Zwei sinnvolle Methoden
Klassisch
Erst direkt angrillen, dann indirekt auf Kerntemperatur ziehen. Funktioniert gut, wenn du die Hitze sicher kontrollierst.
Reverse Sear
Erst indirekt vorgaren, dann kurz sehr heiß angrillen. Besonders empfehlenswert bei dicken Steaks.
Tomahawk Kerntemperatur
| Garstufe | Kerntemperatur | Empfehlung |
|---|---|---|
| Rare | 48–52 °C | nur für Fans sehr roter Steaks |
| Medium rare | 54–56 °C | ideal für saftiges Tomahawk |
| Medium | 58–60 °C | etwas fester, noch rosa |
Beim Tomahawk entscheidet die Dicke, nicht das Gewicht
Ein schweres Tomahawk braucht nicht automatisch doppelt so lange wie ein kleineres. Für die Garzeit ist vor allem entscheidend, wie dick der Fleischkern ist und mit welcher Temperatur die indirekte Zone läuft. Zwei ähnlich dicke Steaks können deshalb trotz unterschiedlicher Knochenlänge fast gleich schnell am Ziel sein. Eine feste Minutenangabe taugt hier nur zur Planung, nicht als Garpunkt.
So misst du bei einem dicken Steak richtig
Setze den Fühler seitlich in den dicksten Fleischbereich und schiebe die Spitze möglichst in die Mitte. Abstand zu Knochen und großen Fettadern macht die Messung verlässlicher. Kontrolliere gegen Ende an einer zweiten Stelle, besonders wenn das Steak ungleichmäßig geschnitten ist. Bei Reverse Sear nehme ich das Tomahawk einige Grad vor dem gewünschten Endwert aus der indirekten Zone, weil das sehr heiße Finish die Kerntemperatur noch anhebt.
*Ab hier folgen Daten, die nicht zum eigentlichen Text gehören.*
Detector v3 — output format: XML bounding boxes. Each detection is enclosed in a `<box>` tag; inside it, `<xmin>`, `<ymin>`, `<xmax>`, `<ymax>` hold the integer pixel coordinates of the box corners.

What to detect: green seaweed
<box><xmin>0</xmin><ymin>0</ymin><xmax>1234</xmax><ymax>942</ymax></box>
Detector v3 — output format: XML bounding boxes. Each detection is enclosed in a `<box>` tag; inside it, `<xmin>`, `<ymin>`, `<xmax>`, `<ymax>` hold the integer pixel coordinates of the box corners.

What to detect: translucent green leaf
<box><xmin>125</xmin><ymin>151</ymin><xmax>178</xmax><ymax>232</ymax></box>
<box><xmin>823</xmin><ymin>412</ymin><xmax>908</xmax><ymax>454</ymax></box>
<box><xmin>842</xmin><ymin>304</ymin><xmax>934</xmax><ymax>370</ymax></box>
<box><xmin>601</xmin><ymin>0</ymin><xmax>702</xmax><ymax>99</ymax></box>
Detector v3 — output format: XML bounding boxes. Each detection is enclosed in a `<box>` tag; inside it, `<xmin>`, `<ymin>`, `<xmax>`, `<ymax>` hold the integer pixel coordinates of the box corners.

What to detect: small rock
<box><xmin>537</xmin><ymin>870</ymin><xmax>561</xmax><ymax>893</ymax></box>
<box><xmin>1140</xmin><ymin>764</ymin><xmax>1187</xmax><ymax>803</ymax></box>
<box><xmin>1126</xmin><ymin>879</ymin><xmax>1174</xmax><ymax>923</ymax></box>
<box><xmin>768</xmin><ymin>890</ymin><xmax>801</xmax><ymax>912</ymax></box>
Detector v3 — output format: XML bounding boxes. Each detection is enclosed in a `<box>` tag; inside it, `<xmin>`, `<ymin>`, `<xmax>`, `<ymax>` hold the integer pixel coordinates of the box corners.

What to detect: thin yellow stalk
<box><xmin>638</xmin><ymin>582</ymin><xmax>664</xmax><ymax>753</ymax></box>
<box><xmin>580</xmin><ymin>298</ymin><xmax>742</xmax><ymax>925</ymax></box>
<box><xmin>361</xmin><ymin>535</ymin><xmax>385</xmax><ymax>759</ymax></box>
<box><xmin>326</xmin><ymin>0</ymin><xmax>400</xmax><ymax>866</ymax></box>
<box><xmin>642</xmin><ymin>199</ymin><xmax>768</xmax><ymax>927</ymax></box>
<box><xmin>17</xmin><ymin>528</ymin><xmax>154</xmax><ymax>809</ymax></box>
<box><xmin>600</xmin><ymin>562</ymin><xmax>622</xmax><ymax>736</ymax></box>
Flammen bringen keine bessere Kruste
Bei einem stark marmorierten Tomahawk kann Fett in die Glut oder auf die Brennerabdeckung tropfen. Kurze Flammen sind kein Drama, dauerhafter Fettbrand macht die Oberfläche aber schnell bitter und schwarz. Dann das Steak kurz in die indirekte Zone schieben und erst weiter angrillen, wenn die Flammen abgeklungen sind. Für eine kräftige Kruste brauchst du vor allem eine trockene Oberfläche und sehr hohe, kontrollierte Hitze.